Why is it important for the loan to be non-recourse?
The reason is that if the loan is a non-recourse loan (due to the anti-deficiency law in Arizona) then it does not result in “cancellation” or “forgiveness” of debt since there was not a true debt to begin with since the borrower is not liable for the deficiency if the value of the security fall below what is necessary to pay off the balance of the loan. Thus, if the loan in Arizona is a qualified purchase money loan and the borrower cannot be sued by the lender for any deficiency then the borrower does not experience a true forgiveness of debt and does not have to worry about the applicability of the Mortgage Debt Forgiveness Act that is due to expire at the end of 2012 if it is not extended by the U.S. Congress.
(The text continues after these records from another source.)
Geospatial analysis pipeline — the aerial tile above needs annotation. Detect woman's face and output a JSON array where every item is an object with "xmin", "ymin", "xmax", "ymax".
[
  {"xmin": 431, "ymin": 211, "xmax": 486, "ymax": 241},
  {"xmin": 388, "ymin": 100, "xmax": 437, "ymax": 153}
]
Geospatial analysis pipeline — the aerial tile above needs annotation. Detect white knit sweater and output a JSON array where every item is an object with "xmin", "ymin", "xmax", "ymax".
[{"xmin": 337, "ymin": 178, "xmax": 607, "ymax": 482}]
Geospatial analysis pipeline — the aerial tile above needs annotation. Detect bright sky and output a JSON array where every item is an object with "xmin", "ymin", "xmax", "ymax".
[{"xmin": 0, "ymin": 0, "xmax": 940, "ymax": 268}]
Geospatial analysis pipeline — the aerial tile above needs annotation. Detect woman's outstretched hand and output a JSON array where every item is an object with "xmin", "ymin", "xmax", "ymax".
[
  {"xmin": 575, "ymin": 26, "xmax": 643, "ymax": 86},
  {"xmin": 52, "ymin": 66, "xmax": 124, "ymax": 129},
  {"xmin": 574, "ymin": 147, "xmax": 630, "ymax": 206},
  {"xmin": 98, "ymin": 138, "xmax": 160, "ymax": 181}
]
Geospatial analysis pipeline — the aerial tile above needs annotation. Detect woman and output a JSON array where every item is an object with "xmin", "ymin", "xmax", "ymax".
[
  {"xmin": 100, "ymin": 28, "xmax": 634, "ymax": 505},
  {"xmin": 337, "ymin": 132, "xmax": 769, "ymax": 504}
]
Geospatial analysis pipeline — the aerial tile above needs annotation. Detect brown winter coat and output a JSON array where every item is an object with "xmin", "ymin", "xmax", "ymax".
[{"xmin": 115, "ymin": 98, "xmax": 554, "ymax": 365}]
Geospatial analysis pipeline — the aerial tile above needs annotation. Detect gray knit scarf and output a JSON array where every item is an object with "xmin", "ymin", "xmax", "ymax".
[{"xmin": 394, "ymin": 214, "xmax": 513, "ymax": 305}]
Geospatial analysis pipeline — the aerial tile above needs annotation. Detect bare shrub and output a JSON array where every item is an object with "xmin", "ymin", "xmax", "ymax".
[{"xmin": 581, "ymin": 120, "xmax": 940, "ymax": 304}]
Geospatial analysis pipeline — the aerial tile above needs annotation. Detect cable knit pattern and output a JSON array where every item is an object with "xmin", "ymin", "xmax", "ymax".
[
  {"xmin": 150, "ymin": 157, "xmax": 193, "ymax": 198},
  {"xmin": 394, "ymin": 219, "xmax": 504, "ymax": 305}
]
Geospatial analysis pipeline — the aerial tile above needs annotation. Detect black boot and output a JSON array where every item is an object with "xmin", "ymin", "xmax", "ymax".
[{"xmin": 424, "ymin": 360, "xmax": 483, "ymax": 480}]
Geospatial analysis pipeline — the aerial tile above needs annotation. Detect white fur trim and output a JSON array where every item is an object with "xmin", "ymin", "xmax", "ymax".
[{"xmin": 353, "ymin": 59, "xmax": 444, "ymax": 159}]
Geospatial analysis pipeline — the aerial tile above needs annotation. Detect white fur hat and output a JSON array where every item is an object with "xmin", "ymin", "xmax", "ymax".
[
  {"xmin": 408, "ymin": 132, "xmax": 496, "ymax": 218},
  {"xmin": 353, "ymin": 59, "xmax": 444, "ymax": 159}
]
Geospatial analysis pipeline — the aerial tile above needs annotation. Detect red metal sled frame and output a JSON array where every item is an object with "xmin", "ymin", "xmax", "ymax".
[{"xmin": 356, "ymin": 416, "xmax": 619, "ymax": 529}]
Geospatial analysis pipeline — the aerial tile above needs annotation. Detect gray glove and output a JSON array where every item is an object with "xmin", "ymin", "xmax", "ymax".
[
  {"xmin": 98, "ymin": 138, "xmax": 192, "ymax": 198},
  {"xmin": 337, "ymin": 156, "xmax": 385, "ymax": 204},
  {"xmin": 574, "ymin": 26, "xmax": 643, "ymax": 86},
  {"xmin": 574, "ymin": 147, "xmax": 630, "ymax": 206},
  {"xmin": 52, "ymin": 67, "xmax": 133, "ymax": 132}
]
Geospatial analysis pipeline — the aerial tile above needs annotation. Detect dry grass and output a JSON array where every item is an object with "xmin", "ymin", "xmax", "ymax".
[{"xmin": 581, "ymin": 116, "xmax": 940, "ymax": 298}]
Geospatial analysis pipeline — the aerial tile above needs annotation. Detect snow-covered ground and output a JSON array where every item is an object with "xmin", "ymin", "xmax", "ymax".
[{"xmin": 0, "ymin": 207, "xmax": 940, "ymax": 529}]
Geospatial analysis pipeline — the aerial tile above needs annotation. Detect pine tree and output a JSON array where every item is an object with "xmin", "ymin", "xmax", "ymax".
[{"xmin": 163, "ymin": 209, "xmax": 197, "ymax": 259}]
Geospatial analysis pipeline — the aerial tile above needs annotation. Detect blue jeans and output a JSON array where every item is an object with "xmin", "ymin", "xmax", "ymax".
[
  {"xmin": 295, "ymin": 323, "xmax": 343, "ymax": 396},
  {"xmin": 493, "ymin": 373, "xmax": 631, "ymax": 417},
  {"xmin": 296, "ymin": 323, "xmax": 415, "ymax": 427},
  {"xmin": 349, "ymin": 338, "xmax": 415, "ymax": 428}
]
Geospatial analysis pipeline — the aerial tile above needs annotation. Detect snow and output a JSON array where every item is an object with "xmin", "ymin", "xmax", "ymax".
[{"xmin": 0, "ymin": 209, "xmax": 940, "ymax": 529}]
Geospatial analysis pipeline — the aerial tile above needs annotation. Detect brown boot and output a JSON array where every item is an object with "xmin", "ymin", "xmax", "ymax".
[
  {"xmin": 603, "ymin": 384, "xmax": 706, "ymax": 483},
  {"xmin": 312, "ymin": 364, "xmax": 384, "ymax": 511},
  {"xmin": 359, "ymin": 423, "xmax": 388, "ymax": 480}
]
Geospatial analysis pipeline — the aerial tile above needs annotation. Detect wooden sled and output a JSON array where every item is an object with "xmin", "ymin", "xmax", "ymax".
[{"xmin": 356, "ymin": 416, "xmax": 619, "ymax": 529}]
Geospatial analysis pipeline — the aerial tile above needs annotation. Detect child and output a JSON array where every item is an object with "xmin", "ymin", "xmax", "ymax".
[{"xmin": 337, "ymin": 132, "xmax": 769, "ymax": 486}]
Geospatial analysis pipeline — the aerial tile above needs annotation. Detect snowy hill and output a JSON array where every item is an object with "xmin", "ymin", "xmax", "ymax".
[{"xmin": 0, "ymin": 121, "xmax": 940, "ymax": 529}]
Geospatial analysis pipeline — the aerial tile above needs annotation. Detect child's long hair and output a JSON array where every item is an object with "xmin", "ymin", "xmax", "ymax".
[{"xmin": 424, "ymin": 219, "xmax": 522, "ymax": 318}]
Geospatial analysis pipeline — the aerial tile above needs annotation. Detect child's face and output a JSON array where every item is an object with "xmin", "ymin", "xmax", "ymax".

But – for tax purposes, the IRS will look at the remaining balance of the loan just prior to the short sale or the foreclosure and treat that as the “sales price”. From the “sales price”, the borrower subtracts the basis (less any accumulated depreciation) in the property. The borrower will be liable for the tax on the difference between the “sales price” and the adjusted basis of the property, if any.
The moral of this story is that in most (but not all) situations involving a primary residence with a purchase money mortgage, the property owner does not have to be concerned about the expiration of the Mortgage Debt Forgiveness Act on December 31, 2012.
Tax Law – Boring, but Complex
Yes, anytime you get into tax law the discussion gets not only boring but complex and difficult to understand. I would highly recommend consulting a certified public accountant who has experience in this area. Even the most qualified accountants consider this a difficult area to wade through since the IRS has not given a significant amount of clarification in their regulations to assist in the interpretation of the law.